MAXIMILIANO FUENTES CODERA AND PATRIZIA DOGLIANI
DESCRIPTION
Despite being separated by thousands of miles and shaped by distinctive national histories, the countries of Spain, Italy, and Argentina were intertwined in a variety of ways during the first half of the twentieth century. This collection brings scholars from each nation into conversation with one another to trace these complex historical connections over the period of the two World Wars. Deploying Latinity as a novel analytical framework, it gives a broad and dynamic perspective on cases of reciprocal exchange that include the influence of Italian Socialism on Hispanophone leftists; the roots of Argentine liberalism in Machiavelli and Spanish Nationalist thinkers; and the web of connections among Italian Fascism, Argentine Nacionalismo, and Spanish Francoism.
Maximiliano Fuentes Codera is Associate Professor at the Universitat de Girona.
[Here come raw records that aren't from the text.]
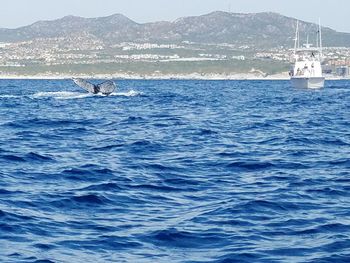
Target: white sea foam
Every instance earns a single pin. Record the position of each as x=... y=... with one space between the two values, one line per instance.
x=63 y=95
x=9 y=96
x=130 y=93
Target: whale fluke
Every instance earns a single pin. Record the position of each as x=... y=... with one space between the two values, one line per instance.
x=105 y=88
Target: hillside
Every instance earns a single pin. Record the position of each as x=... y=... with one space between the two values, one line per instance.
x=258 y=30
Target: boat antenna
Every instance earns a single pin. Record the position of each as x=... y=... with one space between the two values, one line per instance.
x=296 y=43
x=320 y=33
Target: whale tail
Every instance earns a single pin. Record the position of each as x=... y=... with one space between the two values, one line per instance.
x=105 y=88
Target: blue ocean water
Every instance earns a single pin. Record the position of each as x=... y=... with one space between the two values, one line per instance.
x=174 y=171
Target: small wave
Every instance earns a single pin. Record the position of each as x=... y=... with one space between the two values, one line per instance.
x=183 y=239
x=61 y=95
x=130 y=93
x=9 y=96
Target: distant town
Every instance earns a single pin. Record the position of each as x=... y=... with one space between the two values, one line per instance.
x=198 y=47
x=58 y=56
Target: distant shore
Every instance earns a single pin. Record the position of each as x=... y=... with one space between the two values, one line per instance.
x=192 y=76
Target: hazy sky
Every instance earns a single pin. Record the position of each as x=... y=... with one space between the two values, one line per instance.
x=15 y=13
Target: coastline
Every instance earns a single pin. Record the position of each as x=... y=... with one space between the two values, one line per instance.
x=191 y=76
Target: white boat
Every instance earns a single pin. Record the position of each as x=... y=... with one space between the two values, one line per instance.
x=307 y=71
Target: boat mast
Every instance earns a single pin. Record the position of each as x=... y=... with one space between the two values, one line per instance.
x=296 y=43
x=320 y=33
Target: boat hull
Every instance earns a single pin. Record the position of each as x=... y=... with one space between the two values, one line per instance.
x=308 y=83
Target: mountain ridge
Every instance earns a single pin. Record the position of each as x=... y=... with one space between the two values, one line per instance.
x=257 y=30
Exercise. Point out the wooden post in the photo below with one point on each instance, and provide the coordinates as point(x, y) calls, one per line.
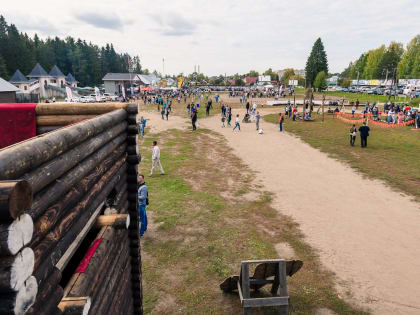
point(114, 220)
point(18, 159)
point(19, 302)
point(75, 305)
point(50, 171)
point(14, 236)
point(15, 198)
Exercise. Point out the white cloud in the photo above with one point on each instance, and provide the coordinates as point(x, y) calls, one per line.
point(225, 35)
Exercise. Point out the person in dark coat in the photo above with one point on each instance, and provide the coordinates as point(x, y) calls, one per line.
point(364, 133)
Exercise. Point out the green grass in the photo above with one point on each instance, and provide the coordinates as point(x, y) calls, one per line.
point(197, 236)
point(392, 154)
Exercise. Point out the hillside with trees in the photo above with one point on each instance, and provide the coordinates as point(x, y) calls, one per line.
point(86, 61)
point(387, 62)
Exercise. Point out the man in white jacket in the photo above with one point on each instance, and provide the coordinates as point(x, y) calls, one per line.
point(156, 159)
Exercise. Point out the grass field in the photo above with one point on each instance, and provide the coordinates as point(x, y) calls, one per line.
point(392, 153)
point(205, 216)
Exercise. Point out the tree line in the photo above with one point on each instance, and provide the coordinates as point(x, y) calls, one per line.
point(87, 62)
point(392, 62)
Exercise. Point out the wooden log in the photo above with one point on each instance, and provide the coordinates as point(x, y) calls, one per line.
point(90, 202)
point(132, 129)
point(56, 190)
point(18, 159)
point(45, 291)
point(132, 150)
point(77, 109)
point(59, 239)
point(132, 140)
point(132, 119)
point(15, 198)
point(115, 279)
point(19, 302)
point(118, 221)
point(54, 213)
point(133, 159)
point(53, 169)
point(14, 270)
point(14, 236)
point(61, 120)
point(132, 109)
point(40, 130)
point(106, 253)
point(75, 305)
point(51, 304)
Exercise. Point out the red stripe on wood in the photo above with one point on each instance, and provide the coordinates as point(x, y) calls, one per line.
point(88, 256)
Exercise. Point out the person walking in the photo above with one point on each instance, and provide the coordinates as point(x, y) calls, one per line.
point(257, 121)
point(194, 118)
point(281, 120)
point(237, 124)
point(143, 199)
point(156, 159)
point(364, 133)
point(353, 132)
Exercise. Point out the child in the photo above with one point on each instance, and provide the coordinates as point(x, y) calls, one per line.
point(237, 125)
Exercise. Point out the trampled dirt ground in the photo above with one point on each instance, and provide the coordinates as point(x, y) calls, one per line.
point(366, 233)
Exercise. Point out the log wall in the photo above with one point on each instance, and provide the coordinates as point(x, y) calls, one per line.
point(69, 227)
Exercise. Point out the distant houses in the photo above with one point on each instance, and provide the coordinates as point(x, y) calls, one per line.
point(46, 85)
point(115, 82)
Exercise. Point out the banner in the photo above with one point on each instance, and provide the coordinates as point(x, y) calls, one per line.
point(68, 92)
point(97, 94)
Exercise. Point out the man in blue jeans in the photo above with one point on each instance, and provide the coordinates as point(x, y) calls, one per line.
point(143, 201)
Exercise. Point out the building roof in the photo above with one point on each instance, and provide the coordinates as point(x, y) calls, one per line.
point(120, 77)
point(56, 72)
point(38, 72)
point(71, 79)
point(18, 77)
point(7, 87)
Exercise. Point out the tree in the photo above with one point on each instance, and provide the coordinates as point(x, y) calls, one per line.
point(317, 62)
point(288, 73)
point(320, 81)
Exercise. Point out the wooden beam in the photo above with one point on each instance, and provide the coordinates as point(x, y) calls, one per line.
point(75, 305)
point(18, 159)
point(15, 198)
point(62, 263)
point(115, 220)
point(53, 169)
point(14, 236)
point(19, 302)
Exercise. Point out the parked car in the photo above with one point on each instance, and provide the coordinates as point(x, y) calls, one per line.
point(110, 97)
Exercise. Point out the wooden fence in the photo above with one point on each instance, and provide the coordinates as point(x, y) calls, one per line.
point(69, 228)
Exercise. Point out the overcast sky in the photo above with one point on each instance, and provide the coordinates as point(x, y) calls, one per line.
point(223, 36)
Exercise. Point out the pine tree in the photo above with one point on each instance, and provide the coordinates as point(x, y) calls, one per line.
point(317, 62)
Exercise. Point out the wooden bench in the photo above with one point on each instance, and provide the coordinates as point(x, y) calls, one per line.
point(277, 268)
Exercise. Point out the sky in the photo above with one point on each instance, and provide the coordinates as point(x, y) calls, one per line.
point(223, 36)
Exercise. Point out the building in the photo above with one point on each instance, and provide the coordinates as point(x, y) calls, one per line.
point(57, 77)
point(7, 92)
point(115, 82)
point(71, 81)
point(250, 80)
point(45, 85)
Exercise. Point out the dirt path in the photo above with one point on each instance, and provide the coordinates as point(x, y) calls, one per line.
point(367, 234)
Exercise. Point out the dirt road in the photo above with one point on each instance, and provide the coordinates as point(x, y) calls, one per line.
point(367, 234)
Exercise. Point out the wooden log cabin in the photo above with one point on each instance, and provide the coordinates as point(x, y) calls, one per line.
point(69, 229)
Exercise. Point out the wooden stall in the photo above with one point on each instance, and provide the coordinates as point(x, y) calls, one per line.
point(69, 229)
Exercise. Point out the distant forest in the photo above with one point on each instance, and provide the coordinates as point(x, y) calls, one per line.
point(387, 62)
point(86, 61)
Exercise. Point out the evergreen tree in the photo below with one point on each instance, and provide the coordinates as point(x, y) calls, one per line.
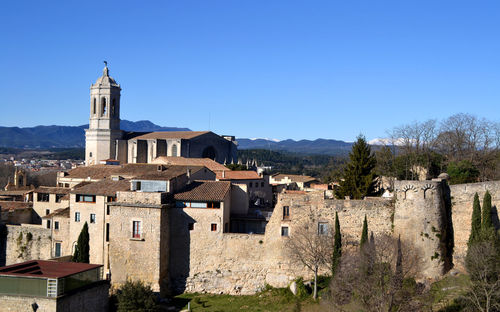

His research and publications have focused on Spanish and European Intellectual and Political Contemporary History and its connections with Argentina. His latests works are España en la Primera Guerra Mundial. Una movilización cultural (2014), A Civil War of Words (2016, edited with Xavier Pla and Francesc Montero), Ideas comprometidas. Los intelectuales y la política (2018, edited with Ferran Archilés) and Spain and Argentina in the First World War. Transnational Neutralities (2021).
Patrizia Dogliani is Full Professor of Contemporary History at Bologna University, and Visiting professor in academic institutions in Paris and at NYU. She has authored and edited many books, on the European Left, Fascisms, Public memory, and Wars including as author, Il fascismo degli italiani. Una storia sociale (2014), Le socialisme municipal en France et en Europe de la Commune à la Grande Guerre (2018), Un partito di giovani. La gioventù internazionalista, 1915-1926 (with L. Gorgolini, 2021), and as editor, Italian fascism: History, Memory, and Representation (with RJB Bosworth, 1999), Itinerarios reformistas, perspectivas revolucionarias (with M. Fuentes Codera and A. Duarte, 2016), and Internazionalismo e transnazionalismo allindomani della Grande Guerra (2020).